Absolutamente
A surpreendente - absolutamente inesperada - maioria absoluta do PS nas eleições de ontem prova como as narrativas, em política como em muitos outros aspectos da vida, podem ganhar vida própria, com a criatura a sobrepor-se ao criador.
A estratégica de António Costa resultou em pleno. Nem tudo correu como era suposto, mas também não fugiu muito disso. Apenas pareceu que fugira, em determinados momentos. Especialmente quando o PSD reagiu a antecipar os seu calendário interno, e Rui Rio pareceu ganhar um novo fôlego e sugerir uma dinâmica de vitória.
A maioria social de esquerda é estrutural na sociedade portuguesa. Não é fácil de alterar. Por isso Costa sabia que só tinha de ir "roubar votos" à sua esquerda, para o que lhe bastaria explorar a narrativa criada sobre o chumbo do orçamento, contando com toda a máquina do main stream.
Este era guião, o resto teria de ser ajustado no percurso. Aí começou por fazer de "maioria absoluta" expressão proíbida, para depois a tornar palavra chave. Pareceu não correr bem, e introduziu o diálogo. Com todos, excepto com aquele que era óbvio. Tanto ziguezague poderia correr mal, mas a chegada do empate técnico às sondagens resolveu o problema.
Diz-se que as sondagens falham. Não é verdade. As sondagens são a fotografia de cada momento.

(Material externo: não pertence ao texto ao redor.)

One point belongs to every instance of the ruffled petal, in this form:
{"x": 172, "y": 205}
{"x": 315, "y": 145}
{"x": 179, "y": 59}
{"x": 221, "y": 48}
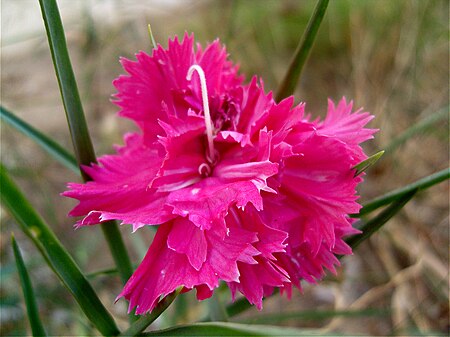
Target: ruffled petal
{"x": 120, "y": 189}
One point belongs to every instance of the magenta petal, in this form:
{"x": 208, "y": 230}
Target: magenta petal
{"x": 190, "y": 240}
{"x": 208, "y": 201}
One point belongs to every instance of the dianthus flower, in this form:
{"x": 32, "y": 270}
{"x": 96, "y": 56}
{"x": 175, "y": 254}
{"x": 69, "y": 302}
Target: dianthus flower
{"x": 244, "y": 189}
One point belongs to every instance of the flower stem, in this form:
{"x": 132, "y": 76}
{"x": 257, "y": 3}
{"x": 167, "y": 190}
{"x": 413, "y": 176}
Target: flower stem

E no momento de depositar o seu voto muitos eleitores de esquerda, perante o espectro do empate técnico que, ou abria perspectivas da reedição da fórmula parlamentar da geringonça, inviável por tanta diabolização, ou abria um horizonte à direita, evidentemente com o Chega como protagonista, entenderam votar pelo seguro - o voto útil no PS. Que arrecadou mais 380 mil votos, 350 mil dos quais perdidos pela CDU e pelo Bloco. O PAN perdeu ainda 85 mil votos, bem mais que os 30 mil que compõem os ganhos dos socialistas que sobraram da conquista à esquerda.
A abstenção caiu significativamente, e isso saúda-se. Parece ter sido a direita que mais ganhou com a redução da abstenção, o que também não surpreende. Na realidade nada é mais surpreendente que a maioria absoluta, dada como uma impossibilidade para qualquer partido isolado por todos os analistas, e apenas explicada pela dinâmica do voto útil.
Poderá ser-se levado a admitir que tudo mudou no xadrez político nacional. Não terá sido bem assim, e provavelmente só a morte política do CDS, de resto sobejamente anunciada, e sem exagero, tem contornos decisivos. O Chega, preocupantemente como terceiro partido, é certo, dificilmente deixará de constituir o epifenómeno que efectivamente é. Ao contrário da Iniciativa Liberal que, com os quadros que já tem, e com os que irá buscar às cinzas do CDS, mas também a um PSD que continuará à espera de um Messias, tem tudo para continuar a crescer.
A esquerda do PS tinha o destino destas eleições traçado. Só que foi mais cruel do que o que esperaria. O Bloco foi o grande derrotado destas eleições, mas sabe-se que foi derrotado pelo voto útil. E o voto útil são votos emprestados, são resgatáveis. Mas é preciso fazer por isso, e esse é o desafio que o Bloco tem agora entre mãos. O PC é menos vulnerável ao voto útil, e não terá sequer essa miragem de resgate, pelo que terá de se enquadrar esta derrota no cenário de perda constante de eleitorado. Para já ficou sem o PEV, o partido parasita que nunca teve vida própria. Não virá agora a tê-la, certamente.
O PAN e o Livre são agora os dois partidos de um deputado só. O PAN perdeu, mais deputados ainda que votos, sem surpresa. O que trouxe de novidade, não conseguiu segurar. Não tem substância para mais. E o Livre .... é Rui Tavares. E esse merece ser deputado!